Thursday, September 22, 2011

Hemingway's Parasols

Two relics from the past that I’ve noticed are back in vogue – Ernest Hemingway and parasols. Not, mind you, together. (Despite my title.)

Hemingway has long been out of fashion, with everything from his terse sentence structure to his obsession with masculinity mocked, but suddenly he’s everywhere you turn: In Woody Allen’s Midnight in Paris; in the bestselling novel The Paris Wife (about first wife Hadley), which is currently mandatory reading for every book club; and in the upcoming HBO production Hemingway & Gellhorn, starring Nicole Kidman as his third wife, the writer and war correspondent Martha Gellhorn.

There are also lengthy articles about Hemingway in two glossy magazines this month. Town & Country speculates that the woman who helped inspire the "rich bitch" in the short story “The Snows of Kilimanjaro” was socialite Helen Hay Whitney, while Vanity Fair features never-before-seen letters from Hemingway’s Cuban estate, the Finca Vigia.

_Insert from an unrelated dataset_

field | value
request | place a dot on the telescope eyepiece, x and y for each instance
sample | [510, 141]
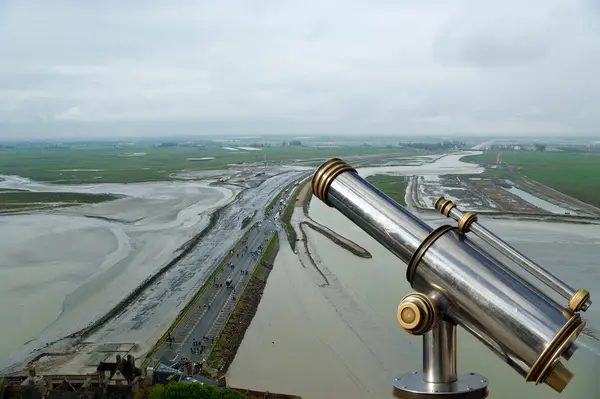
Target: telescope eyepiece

As for parasols, I’ve noticed they are a trend here in Philadelphia -- perhaps because I work so close to the University of Pennsylvania campus, with its large number of Asian students, some of whom brought the custom with them from Japan and other countries. But no less a credible fashion source than the Sartorialist—whose readership is slightly higher than mine--also spotlighted parasols recently, and the numerous comments on the post echoed my observations regarding seeing women carrying them here in the States, not just in Asia.  The other day in my neighborhood of Fairmount I spied a tall blonde walking with her parents in broad daylight, an ordinary black umbrella held aloft against the bright sun. I asked if she would consider carrying a parasol instead, and she said she would if it were affordable enough. With that in mind, a couple of similarly-minded friends and I are concocting a scheme to import and sell our own designs.
 
(Now, if we could only figure out a way to get our mitts on some of Hemingway's lost letters, and maybe a silk parasol or two left behind at the Finca Vigia by one of the wives, and sell those...) 

2 comments:

Anonymous said...

"The Dark Side of Parasols."

An odd thing about the parasol: it may be argued that they are a once racist device brought back by, at best, modern medicine, or at worst, (and still better than the original purpose) the fear of aging.

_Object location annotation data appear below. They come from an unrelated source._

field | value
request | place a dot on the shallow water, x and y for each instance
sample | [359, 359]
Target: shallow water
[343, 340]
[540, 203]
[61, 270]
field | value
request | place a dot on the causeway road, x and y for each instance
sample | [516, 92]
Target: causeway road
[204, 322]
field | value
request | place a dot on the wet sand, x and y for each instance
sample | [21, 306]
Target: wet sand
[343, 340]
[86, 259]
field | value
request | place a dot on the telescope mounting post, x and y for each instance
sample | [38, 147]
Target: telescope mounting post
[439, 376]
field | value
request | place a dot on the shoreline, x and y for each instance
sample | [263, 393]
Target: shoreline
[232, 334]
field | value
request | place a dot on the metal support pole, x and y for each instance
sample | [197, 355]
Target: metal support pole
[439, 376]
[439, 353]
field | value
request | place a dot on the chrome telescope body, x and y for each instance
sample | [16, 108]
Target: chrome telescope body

We now know that sun exposure is unhealthy, and we know very well it is the primary cause of premature aging. I speculate this drives their revival in America.

But the reason they persisted in many cultures, e.g. Asian cultures, and in paticular Japanese culture, was not age or health but the association of skin tone with social status.

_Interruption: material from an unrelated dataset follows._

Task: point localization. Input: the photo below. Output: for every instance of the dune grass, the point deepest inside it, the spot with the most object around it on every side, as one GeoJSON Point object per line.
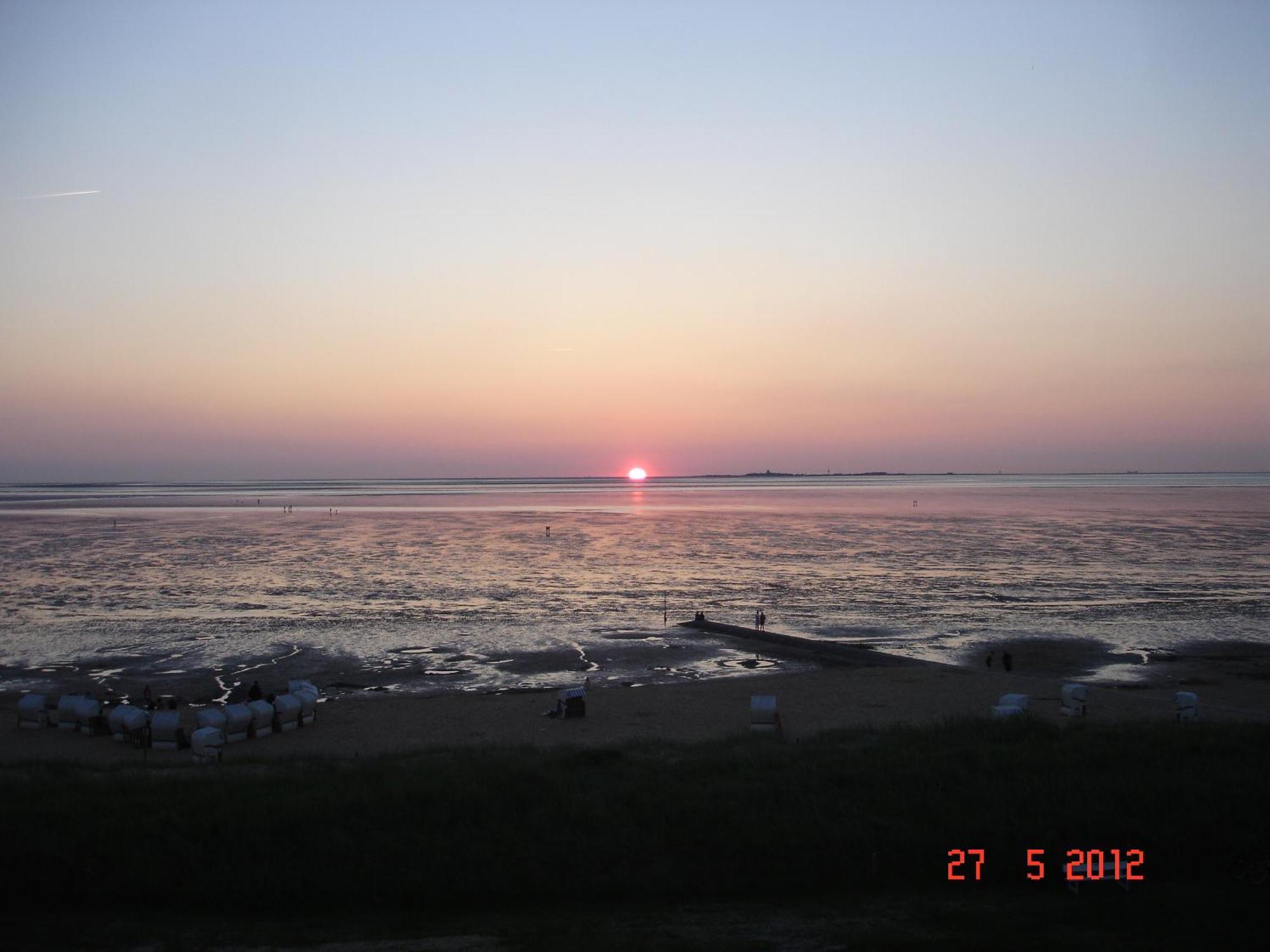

The dark side of the parasol is its use by cultures attuned to ethnic elitism: Japanese women originally carried them not to be healthy or youthful, but to simply be "whiter" than the lower and darker skinned classes/ethnic groups.

Something to think about when you market your product.

The Unstructured Man

The Tailored Woman said...

Interesting point. I ran this by a few people and they all agreed that parasols now are indeed about sun protection. They also fit the trend toward nostaglia for the past. Parasols are of course terribly feminine (definitely something to think about for marketing purposes).